The citizen of tomorrow needs to be standardized as most as possible. This system was established first in America, then in Western Europe then, with the fall of the wall, everywhere else. The last resistant countries, some Moslem nations, have been recently destroyed, pulverized indeed. This is because we must conform:
From some ethical teacher, be it a minister, a favourite essayist, or merely prevailing opinion, we accept a standardized code of social conduct to which we conform most of the time.
This is basically what utters with some imprudence and arrogance Bernays in his book: a good reader of Babbitt, the masterwork of Upton Sinclair denouncing the standardized bourgeois citizen of America, Bernays sees in America the laboratory of the future to create the mixed-up, robotic and standardized citizen of the one world republic!
The extraordinary, growing, and sane standardization of stores, offices, streets, hotels, clothes, and newspapers throughout the United States...
All this stuff basically serves one purpose like in the Bible, when the psalmist and Job are comparing themselves to the bird captured by the fowler: the ensnarement of the mind.
There is consequently a vast and continuous effort going on to capture our minds in the interest of some policy or commodity or idea.
Politicians are mere products like soap and pasta. Even war is a product you can sell with some propaganda salsa. To create a war against Syria is not more complicated than to create a war against Germany a century ago! Writes Bernays:
The manipulators of patriotic opinion made use of the mental clichés and the emotional habits of the public to produce mass reactions against the alleged atrocities, the terror and the tyranny of the enemy.

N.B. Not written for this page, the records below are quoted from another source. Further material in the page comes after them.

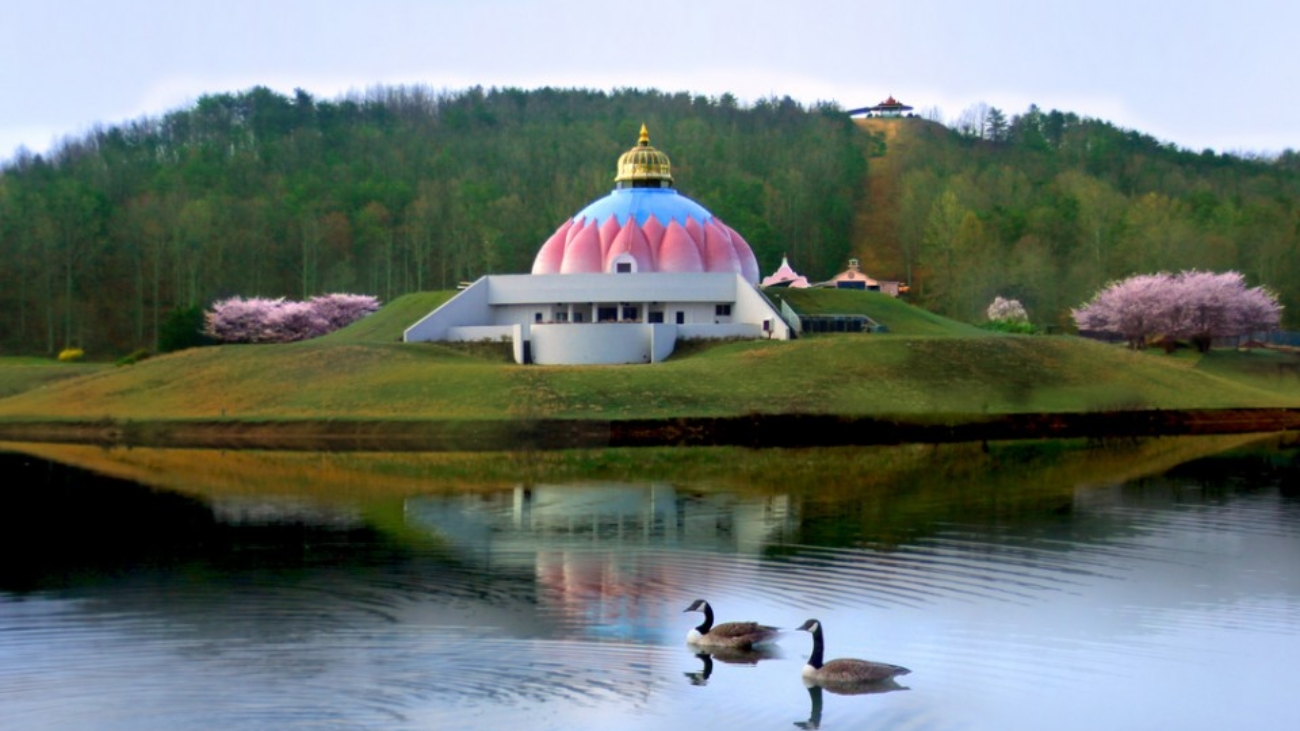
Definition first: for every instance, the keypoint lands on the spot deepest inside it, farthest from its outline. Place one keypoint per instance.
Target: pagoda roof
(889, 104)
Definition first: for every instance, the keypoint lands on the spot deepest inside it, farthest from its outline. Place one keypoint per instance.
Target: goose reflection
(843, 690)
(729, 656)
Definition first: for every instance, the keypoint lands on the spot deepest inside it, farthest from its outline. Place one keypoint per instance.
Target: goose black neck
(709, 619)
(815, 658)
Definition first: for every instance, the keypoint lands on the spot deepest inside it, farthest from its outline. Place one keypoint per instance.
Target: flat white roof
(658, 286)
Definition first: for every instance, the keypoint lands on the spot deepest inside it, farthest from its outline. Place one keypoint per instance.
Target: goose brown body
(727, 634)
(844, 671)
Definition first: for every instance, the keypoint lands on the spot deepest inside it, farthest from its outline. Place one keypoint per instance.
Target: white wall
(592, 344)
(753, 307)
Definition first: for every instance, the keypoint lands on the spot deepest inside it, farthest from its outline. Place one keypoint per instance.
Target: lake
(1066, 585)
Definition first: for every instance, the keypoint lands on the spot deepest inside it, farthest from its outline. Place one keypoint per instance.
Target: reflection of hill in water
(606, 515)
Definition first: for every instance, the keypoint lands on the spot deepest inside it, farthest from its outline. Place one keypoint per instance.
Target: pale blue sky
(1194, 73)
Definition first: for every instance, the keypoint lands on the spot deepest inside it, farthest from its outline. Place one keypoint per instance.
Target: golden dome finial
(644, 165)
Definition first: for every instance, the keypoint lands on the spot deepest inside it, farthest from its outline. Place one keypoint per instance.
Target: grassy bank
(924, 367)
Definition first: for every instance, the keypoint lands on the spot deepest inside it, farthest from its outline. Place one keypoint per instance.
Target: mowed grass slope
(926, 366)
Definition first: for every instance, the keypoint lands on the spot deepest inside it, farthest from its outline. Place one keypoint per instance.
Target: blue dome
(666, 203)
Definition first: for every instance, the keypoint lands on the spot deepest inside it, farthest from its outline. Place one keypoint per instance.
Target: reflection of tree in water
(74, 527)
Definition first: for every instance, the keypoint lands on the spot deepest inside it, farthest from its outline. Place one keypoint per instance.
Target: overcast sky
(1222, 74)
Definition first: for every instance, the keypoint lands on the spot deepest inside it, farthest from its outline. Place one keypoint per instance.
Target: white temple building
(619, 282)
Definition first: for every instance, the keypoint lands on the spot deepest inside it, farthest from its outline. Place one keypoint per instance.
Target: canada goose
(844, 671)
(728, 634)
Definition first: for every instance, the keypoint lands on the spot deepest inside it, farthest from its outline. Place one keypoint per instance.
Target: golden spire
(644, 165)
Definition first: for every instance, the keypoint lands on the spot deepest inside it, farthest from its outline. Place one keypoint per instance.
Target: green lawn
(924, 366)
(18, 375)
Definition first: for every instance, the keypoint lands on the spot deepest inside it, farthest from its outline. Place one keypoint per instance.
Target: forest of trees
(1047, 208)
(406, 189)
(382, 193)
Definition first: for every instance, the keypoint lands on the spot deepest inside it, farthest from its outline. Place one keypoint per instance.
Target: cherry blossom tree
(280, 320)
(1196, 306)
(341, 310)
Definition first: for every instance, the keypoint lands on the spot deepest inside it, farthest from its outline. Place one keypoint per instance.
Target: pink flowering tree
(341, 310)
(241, 320)
(280, 320)
(1135, 308)
(1196, 306)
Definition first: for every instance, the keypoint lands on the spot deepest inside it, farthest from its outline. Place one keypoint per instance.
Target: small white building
(620, 282)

And Bernays does not believe that universal literacy can create a freer man; on the contrary the well-informed citizen is the more manipulated:
But instead of a mind, universal literacy has given him rubber stamps, rubber stamps inked with advertising slogans, with editorials, with published scientific data, with the trivialities of the tabloids and the platitudes of history, but quite innocent of original thought.
We should now promote a non-reader citizen! Yet he would be a victim of manipulators of images and symbols carried on his cellular phone, that omnipresent companion and transmitter of alienation.
In politics too Bernays sees no reasons to be more romantic:
Ever since then we have agreed, for the sake of simplicity and practicality, that party machines should narrow down the field of choice to two candidates, or at most three or four.
The modern world is such divided between hidden elite of manipulators and a big mass of manipulated (and happy to be so) people, a herd victim of the global mind control:
But clearly it is the intelligent minorities which need to make use of propaganda continuously and systematically. In the active proselytizing minorities in whom selfish interests and public interests coincide lie the progress and development of America.
We do know how cruel and irresponsible these 'active proselytizing elites' can be nowadays. In order to be realistic and not only pessimistic, Bernays adds that humanity is a gregarious species and that modern science, this great liberator of our superstitions, has thus described our brain (this was prior to psychoanalysis founded by his uncle):
This assumed that the human mind was merely an individual machine, a system of nerves and nerve centres, reacting with mechanical regularity to stimuli, like a helpless, will-less automaton. It was the special pleader's function to provide the stimulus which would cause the desired reaction in the individual purchaser.
Thanks to God, to save us from modern science and propaganda, we have the psalms:
Our soul is escaped as a bird out of the snare of the fowlers: the snare is broken, and we are escaped.